A small sample of patients developed ID under ETI. This subgroup (ID-/ID+) was characterized by a lower decrease of CRP at V12. Our study was observational with no controlled group, which cannot allow identifying causal relationship between ETI treatment and ID onset. We did not identify any correlation between covariables and ID onset under ETI, and further studies are required to fully understand the underlying mechanisms of iron metabolism disorders. This subgroup was characterized by a greater increase of BMI (7%). An increase of erythropoiesis consuming iron stores in response to the increase of body mass might be a hypothesis37, but further studies are required to fully understand the pathways involved in this specific evolution of iron under ETI.

The study by James27 highlighted that both patients with and without iron fortification improved the level of ferritin and TSAT under ETI treatment.

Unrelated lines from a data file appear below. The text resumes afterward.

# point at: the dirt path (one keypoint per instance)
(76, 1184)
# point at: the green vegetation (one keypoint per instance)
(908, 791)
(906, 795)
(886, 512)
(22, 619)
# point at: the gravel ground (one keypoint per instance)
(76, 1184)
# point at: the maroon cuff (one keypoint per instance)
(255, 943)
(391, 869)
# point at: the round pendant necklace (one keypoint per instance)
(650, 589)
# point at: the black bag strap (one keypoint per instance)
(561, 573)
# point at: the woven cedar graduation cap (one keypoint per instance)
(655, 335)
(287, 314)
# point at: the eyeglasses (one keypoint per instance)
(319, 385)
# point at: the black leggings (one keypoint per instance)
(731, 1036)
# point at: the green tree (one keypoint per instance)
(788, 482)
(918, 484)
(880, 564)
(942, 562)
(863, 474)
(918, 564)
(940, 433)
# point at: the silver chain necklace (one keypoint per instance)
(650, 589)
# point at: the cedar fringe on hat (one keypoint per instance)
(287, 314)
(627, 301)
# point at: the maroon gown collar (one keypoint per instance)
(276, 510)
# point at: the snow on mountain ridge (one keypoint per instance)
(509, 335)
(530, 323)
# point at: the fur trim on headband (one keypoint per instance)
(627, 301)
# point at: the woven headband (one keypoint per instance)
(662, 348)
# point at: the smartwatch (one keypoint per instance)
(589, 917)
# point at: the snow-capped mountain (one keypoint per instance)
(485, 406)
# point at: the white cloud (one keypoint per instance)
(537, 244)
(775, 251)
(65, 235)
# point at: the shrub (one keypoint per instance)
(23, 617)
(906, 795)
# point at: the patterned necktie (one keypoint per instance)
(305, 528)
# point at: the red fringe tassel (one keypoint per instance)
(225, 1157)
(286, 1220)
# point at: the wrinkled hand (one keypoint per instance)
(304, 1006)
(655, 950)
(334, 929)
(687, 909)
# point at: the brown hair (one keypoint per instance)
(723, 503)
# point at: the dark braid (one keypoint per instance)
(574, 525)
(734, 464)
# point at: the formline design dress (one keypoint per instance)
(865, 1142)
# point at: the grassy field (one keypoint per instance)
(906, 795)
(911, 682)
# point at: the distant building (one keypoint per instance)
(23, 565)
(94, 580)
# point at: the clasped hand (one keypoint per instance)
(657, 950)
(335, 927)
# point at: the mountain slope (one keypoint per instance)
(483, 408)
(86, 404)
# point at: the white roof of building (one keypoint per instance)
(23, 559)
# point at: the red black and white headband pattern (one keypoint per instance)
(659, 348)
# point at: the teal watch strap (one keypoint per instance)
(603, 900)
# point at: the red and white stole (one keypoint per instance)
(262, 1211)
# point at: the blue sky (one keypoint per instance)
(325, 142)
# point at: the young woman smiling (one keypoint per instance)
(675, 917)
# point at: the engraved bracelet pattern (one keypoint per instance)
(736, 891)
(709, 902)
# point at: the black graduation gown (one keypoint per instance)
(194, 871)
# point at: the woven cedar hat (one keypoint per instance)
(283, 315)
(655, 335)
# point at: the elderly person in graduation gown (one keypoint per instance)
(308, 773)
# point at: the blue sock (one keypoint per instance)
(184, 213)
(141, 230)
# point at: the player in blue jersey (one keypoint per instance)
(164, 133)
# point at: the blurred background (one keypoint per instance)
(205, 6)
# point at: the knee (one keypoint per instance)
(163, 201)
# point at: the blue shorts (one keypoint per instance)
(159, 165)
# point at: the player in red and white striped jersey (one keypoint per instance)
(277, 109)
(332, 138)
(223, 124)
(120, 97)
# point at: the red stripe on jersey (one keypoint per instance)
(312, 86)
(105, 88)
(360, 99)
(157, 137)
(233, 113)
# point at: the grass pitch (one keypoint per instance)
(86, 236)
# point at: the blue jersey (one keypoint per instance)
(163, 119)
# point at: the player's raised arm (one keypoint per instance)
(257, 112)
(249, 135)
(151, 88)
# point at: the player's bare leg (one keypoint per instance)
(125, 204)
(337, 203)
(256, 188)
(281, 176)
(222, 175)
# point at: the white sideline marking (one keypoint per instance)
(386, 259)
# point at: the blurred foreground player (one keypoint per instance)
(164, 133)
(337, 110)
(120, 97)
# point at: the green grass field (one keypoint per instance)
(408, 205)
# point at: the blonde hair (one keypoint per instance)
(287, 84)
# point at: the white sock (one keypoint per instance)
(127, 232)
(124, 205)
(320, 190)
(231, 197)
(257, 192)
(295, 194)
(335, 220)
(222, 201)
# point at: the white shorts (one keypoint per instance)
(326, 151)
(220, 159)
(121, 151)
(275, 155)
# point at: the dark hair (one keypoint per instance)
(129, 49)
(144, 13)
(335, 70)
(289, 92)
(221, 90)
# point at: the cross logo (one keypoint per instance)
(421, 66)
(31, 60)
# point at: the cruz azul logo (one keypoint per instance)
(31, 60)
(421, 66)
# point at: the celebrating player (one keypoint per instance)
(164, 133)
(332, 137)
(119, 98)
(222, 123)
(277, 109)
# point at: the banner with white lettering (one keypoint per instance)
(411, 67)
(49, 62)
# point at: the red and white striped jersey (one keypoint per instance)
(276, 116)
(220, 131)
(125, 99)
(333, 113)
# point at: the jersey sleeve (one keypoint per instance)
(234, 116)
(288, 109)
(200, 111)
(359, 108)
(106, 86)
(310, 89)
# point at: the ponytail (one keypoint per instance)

The improvement of iron status under ETI may probably reduce the requirement for iron fortification, for which debate still exists with regard to the risk of infection and exacerbations of CF after iron treatment33,38.Some additional parameters would be of interest in further studies to investigate the mechanisms underlying iron deficiency correction under ETI, such as iron levels in sputum and nutritional iron absorption.

Conclusion

ETI therapy in a large prospective cohort study is associated with the improvement of iron status, and with the correction of systemic inflammation. Nutritional status was partly correlated to the improvement of FEV1p but was not directly linked to the improvement of iron status. Further studies are required to identify the driving processes leading to the onset of ID in CF, particularly in patients who become ID notwithstanding ETI treatment.